SPARQL Queries for Competency Questions

Error rendering macro 'jira' : Unable to locate Jira server for this macro. It may be due to Application Link configuration.

Introduction

Competency questions (CQs) are used to drive the ontology development and test the ontology capabilities to solve concrete data challenges. In order to answer a CQ such as "Which substances have the common active moiety <active moiety x>?" we need to creat a SPARQL query that can be evaluated on an IDMP Knowledge Graph (IDMP Ontology + IDMP-O aligned data).

TODO: Diagram

SPARQL Query Guidelines

In order to develop SPARQL queries in a consistent manner, the following guidelines should be applied.
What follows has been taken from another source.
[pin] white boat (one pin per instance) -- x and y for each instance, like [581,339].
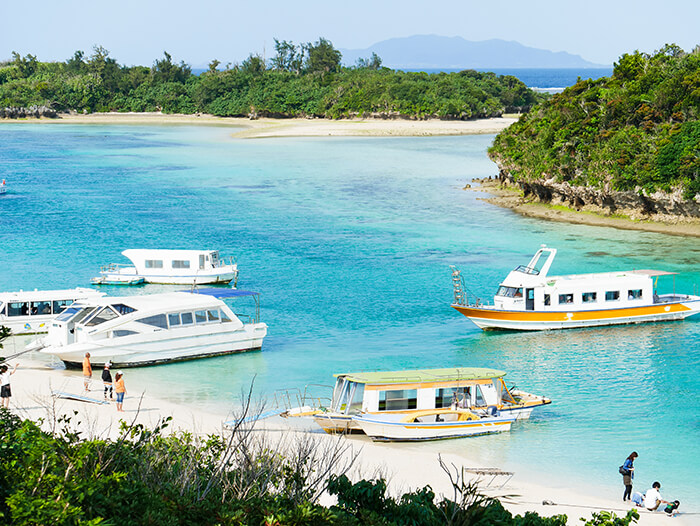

  1. Use standard prefix notations
  2. Use CamelCase for the variables
    1. Nodes and Individuals starting with upper case
    2. Properties starting with lower case
  3. Write all SPARQL key words in capital letters ("SELECT" not "select" or "Select") 
  4. Use BIND to assign all relevant variables a the top of the WHERE statement
  5. For the CQ parameters the "$" is used for the corresponding variable
  6. Provide at least one example in the comments for the variable BINDing
  7. Do not require unique labels of resources (as the queries should be able to run on many different datasets)
  8. Use inverse property pairs to be agnostic to their use e.g., ^idmp-sub:isActiveMoietyOf|idmp-sub:hasActiveMoiety
  9. Use of subproperties?
  10. Use of full vs. shortcut pattern: substance/ingredient role pattern vs. direct "includedIn"

Comment on Entailment Regime

If CQs require any inference then this should be explicitly noted.

Example Query


# UC1-CQ 1: What substances have a common active moiety <M>?
prefix idmp-sub:    <https://spec.pistoiaalliance.org/idmp/ontology/ISO/ISO11238-Substances/>
prefix rdf:         <http://www.w3.org/1999/02/22-rdf-syntax-ns#>
prefix rdfs:        <http://www.w3.org/2000/01/rdf-schema#>

SELECT DISTINCT ?Substance (SAMPLE(?SubstanceLabel) AS ?SubstanceName)
WHERE {
	# Bind Variable ActiveMoiety <M>
    # Example: <https://gsrs.ncats.nih.gov/api/v1/substances/1J444QC288> for GSRS Amlodipine
	BIND(uc1_cq1_parameter_1 AS $M )
  	
    # Get the Entities that have the defined active moiety
    ?Substance ^idmp-sub:isActiveMoietyOf|idmp-sub:hasActiveMoiety $M .
    
    # Make sure that we only return actual substances 
  	?Substance a/rdfs:subClassOf* idmp-sub:Substance .
	
    # Optionally, get the name of the substance
	OPTIONAL{?Substance  rdfs:label  ?SubstanceLabel }

} GROUP BY ?Substance